The Lost History of 1914

Anyone who's been following along on this blog knows that, like most history people, I have events and periods that I return to over and over again. Some I've followed for years; others are relatively new interests.  One of the constants in my historical life is the First World War.*  It's always a pleasure to discover a book at looks at the war in a new way.

In The Lost History of 1914, NPR's Jack Beatty takes on what he describes as the "cult of inevitability" that surrounds historical accounts of the First World War. Most books about the war's origins focus on the events leading up to the assassination of Archduke Franz Ferdinand at Sarajevo in June, 1914, and the subsequent domino effect of alliances that pulled Europe into war.

Beatty, by contrast, considers a handful of events that dominated international headlines in the months before the war: a threatened coup in the German Reichstag over military actions in Alsace, a change in Russian foreign policy based on the Tsar Nicholas's fears of seeming weak, a potential civil war in Ireland over Home Rule, Woodrow Wilson's support of Pancho Villa and the Mexican Revolution, and the defeat of a leftist minister in France because his wife murdered a right-wing newspaper editor. At the end of each chapter, Beatty offers a counterfactual account of events that would have changed Europe's response to the events at Sarajevo.

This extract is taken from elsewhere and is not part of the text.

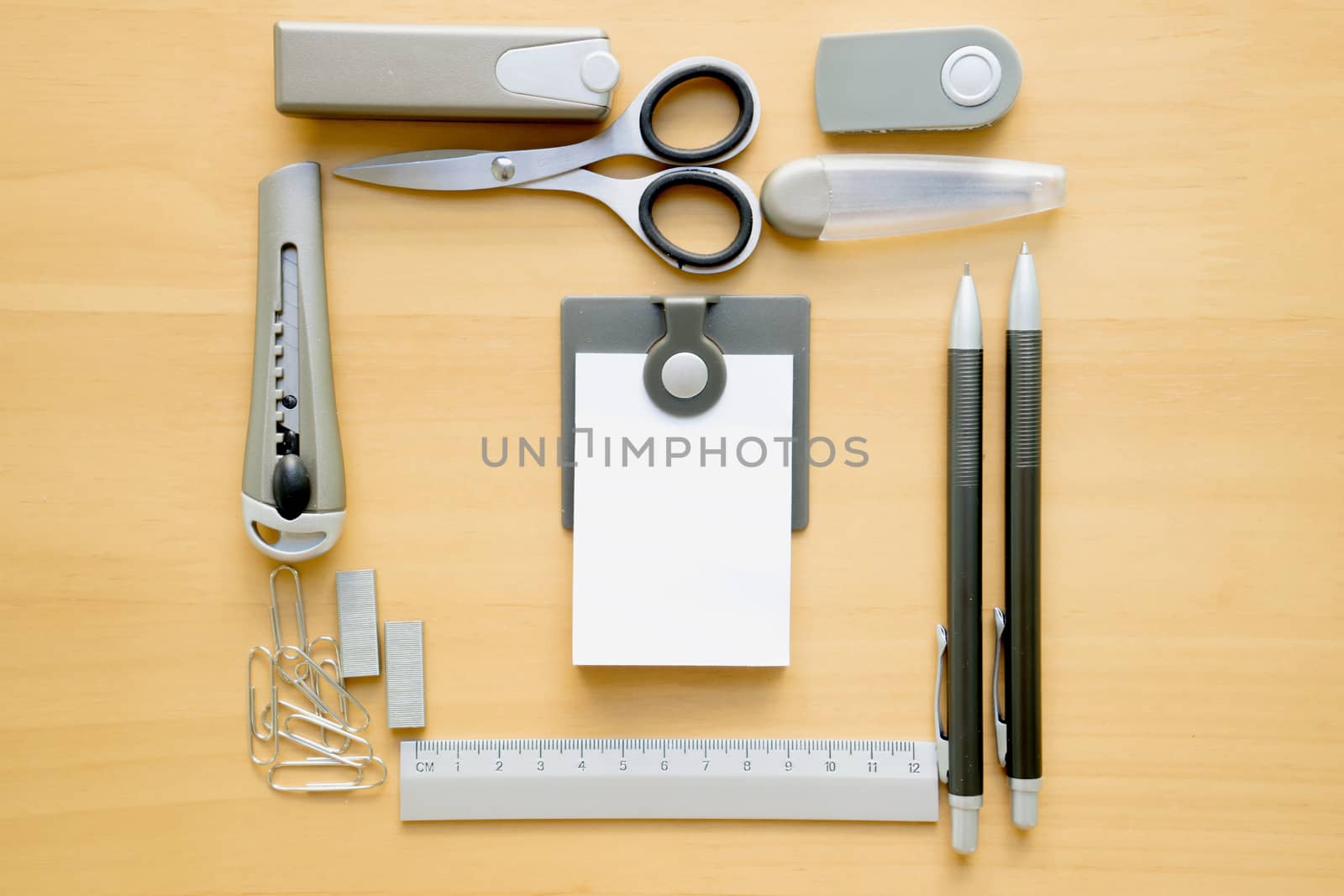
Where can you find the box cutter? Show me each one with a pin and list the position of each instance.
(293, 472)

None of these events is unknown to historians, though they may not be familiar to the non-specialist reader. The originality of Beatty's work lies in bringing them together as threads in a single story. Looked at individually, each story is a compelling slice of history, told in a conversational style. Taken as a whole, The Lost History of 1914 makes a powerful argument that the chain of events leading to the First World War was not only complicated, but fragile--so fragile, perhaps, that the inevitable war might better be described as the unlikely war.